Studies were identified through computer-based and manual searches. Previously unreported studies were sought through correspondence. 20 studies were identified (8,647 T2D cases and 85,040 non-cases). Estimates of the association of WBC with T2D were combined using random effects meta-analysis; sources of heterogeneity as well as presence of publication bias were explored.

Results

The combined relative risk (RR) comparing the top to bottom tertile of the WBC count was 1.61 (95% CI: 1.45; 1.79, p = 1.5*10−18).
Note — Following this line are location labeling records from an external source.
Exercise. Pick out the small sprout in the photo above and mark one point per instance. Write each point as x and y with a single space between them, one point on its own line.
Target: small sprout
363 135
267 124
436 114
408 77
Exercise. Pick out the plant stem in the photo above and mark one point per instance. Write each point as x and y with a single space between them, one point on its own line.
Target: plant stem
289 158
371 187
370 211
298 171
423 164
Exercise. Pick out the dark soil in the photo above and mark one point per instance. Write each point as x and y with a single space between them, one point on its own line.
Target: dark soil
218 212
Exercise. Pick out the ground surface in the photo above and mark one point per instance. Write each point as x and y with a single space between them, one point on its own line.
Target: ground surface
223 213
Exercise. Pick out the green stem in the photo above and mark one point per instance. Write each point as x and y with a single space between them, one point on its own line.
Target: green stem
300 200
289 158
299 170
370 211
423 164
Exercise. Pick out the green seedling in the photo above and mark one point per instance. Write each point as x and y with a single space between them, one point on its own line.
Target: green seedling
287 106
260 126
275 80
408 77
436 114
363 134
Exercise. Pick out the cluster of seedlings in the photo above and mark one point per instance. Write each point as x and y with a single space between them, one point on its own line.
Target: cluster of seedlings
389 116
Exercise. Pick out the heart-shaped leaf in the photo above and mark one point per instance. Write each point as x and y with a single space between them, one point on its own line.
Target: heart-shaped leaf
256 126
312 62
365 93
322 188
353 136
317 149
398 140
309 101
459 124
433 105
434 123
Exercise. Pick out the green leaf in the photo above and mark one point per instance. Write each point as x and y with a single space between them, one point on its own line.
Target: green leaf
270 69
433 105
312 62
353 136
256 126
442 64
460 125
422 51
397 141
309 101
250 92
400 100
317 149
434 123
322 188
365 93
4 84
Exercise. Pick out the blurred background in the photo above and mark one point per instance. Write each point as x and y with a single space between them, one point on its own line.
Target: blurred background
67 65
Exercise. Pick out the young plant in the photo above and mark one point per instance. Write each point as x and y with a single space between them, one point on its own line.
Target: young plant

Substantial heterogeneity was present (I2 = 83%). For granulocytes the RR was 1.38 (95% CI: 1.17; 1.64, p = 1.5*10−4), for lymphocytes 1.26 (95% CI: 1.02; 1.56, p = 0.029), and for monocytes 0.93 (95% CI: 0.68; 1.28, p = 0.67) comparing top to bottom tertile. In cross-sectional studies, RR was 1.74 (95% CI: 1.49; 2.02, p = 7.7*10−13), while in cohort studies it was 1.48 (95% CI: 1.22; 1.79, p = 7.7*10−5). We assessed the impact of confounding in EPIC-Norfolk study and found that the age and sex adjusted HR of 2.19 (95% CI: 1.74; 2.75) was attenuated to 1.82 (95% CI: 1.45; 2.29) after further accounting for smoking, T2D family history, physical activity, education, BMI and waist circumference.

Conclusions

A raised WBC is associated with higher risk of T2D. The presence of publication bias and failure to control for all potential confounders in all studies means the observed association is likely an overestimate.